When religion was just an opinion, the intelligence services simply watched, without taking action, the development of a grievance theology among jihadis in Britain. Jihadism seeks justification for its adherents’ anarchic anomie and self-hatred in spurious global causes of no possible relation to themselves, as is documented in detail by Jonathan Birt in his chapter in the book Dying for Faith.[6] State agencies recklessly arrogated to themselves permission to ignore what was happening—and people died.

This was religious illiteracy, and Lapido Media Centre for Religious Literacy in World Affairs has been mostly a lone voice—until now—campaigning to end it.

Endnotes

  1. http://www.globaluncertainties.org.uk/
  2. http://www.open.ac.uk/arts/research/religion-martyrdom-global-uncertainties/sites/www.open.ac.uk.arts.research.religion-martyrdom-global-uncertainties/files/files/ecms/arts-rmgu-pr/web-content/Religion-Security-Global-Uncertainties.pdf
  3. Roger Trigg, ‘Canary in the Coal Mine: Mounting Religious Restrictions in Europe’, Berkley Center for Religion, Peace & World Affairs, 23 January 2013, accessed 1 December 2014, http://berkleycenter.georgetown.edu/essays/canary-in-the-coal-mine-mounting-religious-restrictions-in-europe. These fall into five categories of what it describes as particular concern: (1) Limiting Conscientious Objection (especially in: Belgium, France, the Czech Republic, Austria, and Ireland); (2) Curbing Free Speech by Hate Speech Legislation (France, Sweden, and the United Kingdom); (3) Violations of Freedom of Assembly and Association (Germany, France, Netherlands, Austria, and Spain); (4) Discriminatory Equality Policies (EU, United Kingdom, Denmark, Ireland, Netherlands, and Spain); (5) Limiting Parental Rights (Belgium, France, Germany, Slovakia, Spain, and Sweden).
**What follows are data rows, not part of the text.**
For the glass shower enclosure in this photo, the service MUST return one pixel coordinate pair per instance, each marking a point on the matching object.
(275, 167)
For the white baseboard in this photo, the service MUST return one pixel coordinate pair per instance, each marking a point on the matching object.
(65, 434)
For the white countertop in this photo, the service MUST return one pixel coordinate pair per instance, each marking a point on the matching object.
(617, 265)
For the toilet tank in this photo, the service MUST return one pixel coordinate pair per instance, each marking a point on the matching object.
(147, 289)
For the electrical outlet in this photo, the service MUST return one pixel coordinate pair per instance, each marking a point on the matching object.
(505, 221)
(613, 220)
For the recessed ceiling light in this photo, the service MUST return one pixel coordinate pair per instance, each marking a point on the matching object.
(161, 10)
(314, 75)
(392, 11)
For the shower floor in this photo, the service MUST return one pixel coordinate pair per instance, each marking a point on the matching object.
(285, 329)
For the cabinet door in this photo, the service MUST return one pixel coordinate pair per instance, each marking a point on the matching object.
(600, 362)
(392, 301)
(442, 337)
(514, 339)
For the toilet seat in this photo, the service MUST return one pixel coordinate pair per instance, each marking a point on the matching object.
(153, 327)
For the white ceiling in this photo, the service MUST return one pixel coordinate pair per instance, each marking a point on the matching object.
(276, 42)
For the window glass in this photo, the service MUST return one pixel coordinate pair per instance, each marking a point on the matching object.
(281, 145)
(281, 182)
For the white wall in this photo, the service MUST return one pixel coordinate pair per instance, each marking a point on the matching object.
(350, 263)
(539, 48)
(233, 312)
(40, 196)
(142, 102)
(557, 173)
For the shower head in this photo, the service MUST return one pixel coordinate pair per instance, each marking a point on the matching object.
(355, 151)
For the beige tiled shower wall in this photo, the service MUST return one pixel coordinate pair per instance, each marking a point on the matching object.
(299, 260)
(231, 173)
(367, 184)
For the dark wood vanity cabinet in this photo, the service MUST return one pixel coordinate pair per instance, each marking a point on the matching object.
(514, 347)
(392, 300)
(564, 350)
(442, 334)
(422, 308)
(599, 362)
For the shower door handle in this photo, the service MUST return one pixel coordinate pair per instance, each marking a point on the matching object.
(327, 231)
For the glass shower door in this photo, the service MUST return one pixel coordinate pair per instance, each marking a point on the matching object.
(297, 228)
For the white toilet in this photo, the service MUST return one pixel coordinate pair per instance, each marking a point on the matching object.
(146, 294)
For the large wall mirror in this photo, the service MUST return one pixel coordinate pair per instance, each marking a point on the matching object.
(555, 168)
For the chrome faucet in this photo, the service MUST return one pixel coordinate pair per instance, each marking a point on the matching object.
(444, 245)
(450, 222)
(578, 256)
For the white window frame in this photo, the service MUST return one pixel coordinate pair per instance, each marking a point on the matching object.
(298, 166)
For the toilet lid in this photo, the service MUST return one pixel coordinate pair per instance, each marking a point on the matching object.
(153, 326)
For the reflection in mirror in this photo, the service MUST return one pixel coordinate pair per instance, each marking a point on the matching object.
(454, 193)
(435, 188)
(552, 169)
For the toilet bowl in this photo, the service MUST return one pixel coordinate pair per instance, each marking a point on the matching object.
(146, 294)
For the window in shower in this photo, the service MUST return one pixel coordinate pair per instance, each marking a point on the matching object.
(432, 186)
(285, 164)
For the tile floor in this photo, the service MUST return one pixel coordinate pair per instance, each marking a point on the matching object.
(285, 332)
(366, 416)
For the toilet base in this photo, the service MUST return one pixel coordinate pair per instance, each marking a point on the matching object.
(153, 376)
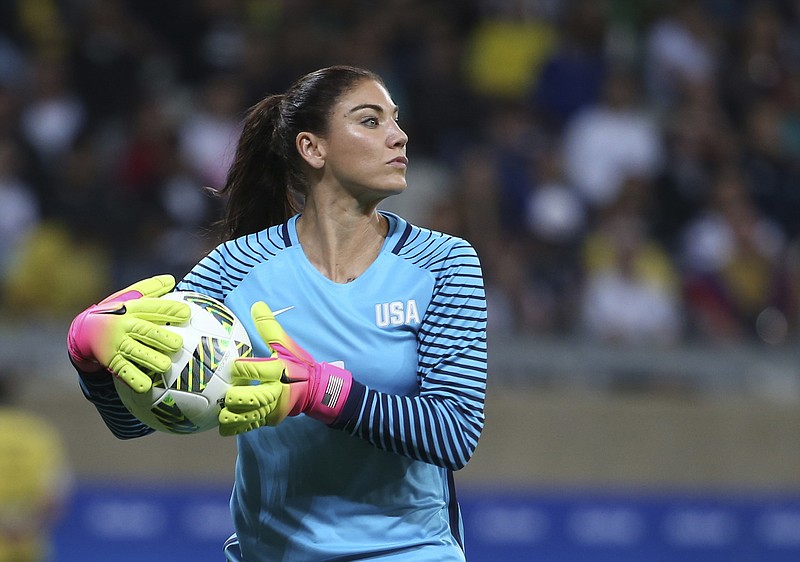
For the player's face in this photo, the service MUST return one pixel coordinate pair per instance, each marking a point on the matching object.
(365, 146)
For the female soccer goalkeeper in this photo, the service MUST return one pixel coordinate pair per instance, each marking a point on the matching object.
(350, 436)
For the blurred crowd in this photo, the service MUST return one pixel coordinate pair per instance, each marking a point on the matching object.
(627, 169)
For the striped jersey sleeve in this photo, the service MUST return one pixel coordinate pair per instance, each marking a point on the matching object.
(224, 268)
(442, 424)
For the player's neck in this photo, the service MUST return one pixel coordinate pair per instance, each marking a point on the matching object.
(341, 247)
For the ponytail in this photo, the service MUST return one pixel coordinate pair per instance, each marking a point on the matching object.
(257, 186)
(266, 182)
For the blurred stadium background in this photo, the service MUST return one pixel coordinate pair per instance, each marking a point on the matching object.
(628, 171)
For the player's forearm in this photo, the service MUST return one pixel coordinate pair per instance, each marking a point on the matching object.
(426, 428)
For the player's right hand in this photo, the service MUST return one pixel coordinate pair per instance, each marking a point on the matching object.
(254, 395)
(123, 333)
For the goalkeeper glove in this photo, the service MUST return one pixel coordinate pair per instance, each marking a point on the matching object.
(254, 394)
(122, 333)
(319, 390)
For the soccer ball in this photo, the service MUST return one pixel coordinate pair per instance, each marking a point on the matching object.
(189, 396)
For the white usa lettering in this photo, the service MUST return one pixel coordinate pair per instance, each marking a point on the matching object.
(396, 313)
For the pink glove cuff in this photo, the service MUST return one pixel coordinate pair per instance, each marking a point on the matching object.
(329, 395)
(74, 344)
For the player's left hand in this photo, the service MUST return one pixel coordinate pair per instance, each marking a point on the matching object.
(253, 396)
(314, 388)
(123, 333)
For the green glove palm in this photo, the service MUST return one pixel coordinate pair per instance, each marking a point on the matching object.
(124, 334)
(253, 396)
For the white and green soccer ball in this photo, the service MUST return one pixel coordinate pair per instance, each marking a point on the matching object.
(189, 396)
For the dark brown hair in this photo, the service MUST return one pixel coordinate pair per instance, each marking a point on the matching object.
(266, 181)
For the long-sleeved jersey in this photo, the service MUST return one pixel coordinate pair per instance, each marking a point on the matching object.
(378, 482)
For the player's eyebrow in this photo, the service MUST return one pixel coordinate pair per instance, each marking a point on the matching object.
(375, 107)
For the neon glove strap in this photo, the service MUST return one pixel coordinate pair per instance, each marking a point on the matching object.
(319, 390)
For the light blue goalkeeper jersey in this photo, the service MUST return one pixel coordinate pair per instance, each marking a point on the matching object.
(378, 483)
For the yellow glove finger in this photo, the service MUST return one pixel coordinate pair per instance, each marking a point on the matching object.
(158, 311)
(130, 374)
(156, 337)
(260, 397)
(146, 356)
(156, 286)
(268, 328)
(228, 429)
(245, 371)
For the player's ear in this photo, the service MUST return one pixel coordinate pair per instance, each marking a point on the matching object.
(312, 149)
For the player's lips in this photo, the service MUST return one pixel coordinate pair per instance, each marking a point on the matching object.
(400, 161)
It claims that cases of violence and intimidation against Christians across Europe are being reinforced by the negativity of courts towards Christians. It believes something fundamental has changed since Europe embarked on its project of economic merger, and that startling incidences of violence and hatred are what is being called elsewhere the canary in the mineshaft: new signs of trouble ahead.
  4. https://newhumanist.org.uk/articles/4487/secularism-is-christianitys-greatest-gift-to-the-world
  5. http://www.publicspirit.org.uk/religion-and-secularity-in-britain-today/
  6. Jonathan Birt, ‘The Radical Nineties Revisited: Jihadi Discourses in Britain’, in Dying for Faith, ed Madawi Al-Rasheed and Marat Shterin (New York: I B Tauris & Co Ltd, 2009), 105-110.

Jenny Taylor is a writer, journalist and consultant who has worked across the media, including the Independent, the Times, the Spectator and the BBC. She worked and travelled with missions for ten years before setting up Lapido Media, Centre for Religious Literacy in Journalism. She was awarded her doctorate on Islam and Secularization in Britain from the School of Oriental and African Studies in London in 2001. Her writings include - with Bishop Lesslie Newbigin and Professor Lamin Sanneh - Faith and Power: Christianity and Islam in Secular Britain published twice (by SPCK and Wipf and Stock), and A Wild Constraint: the Case for Chastity available from Bloomsbury.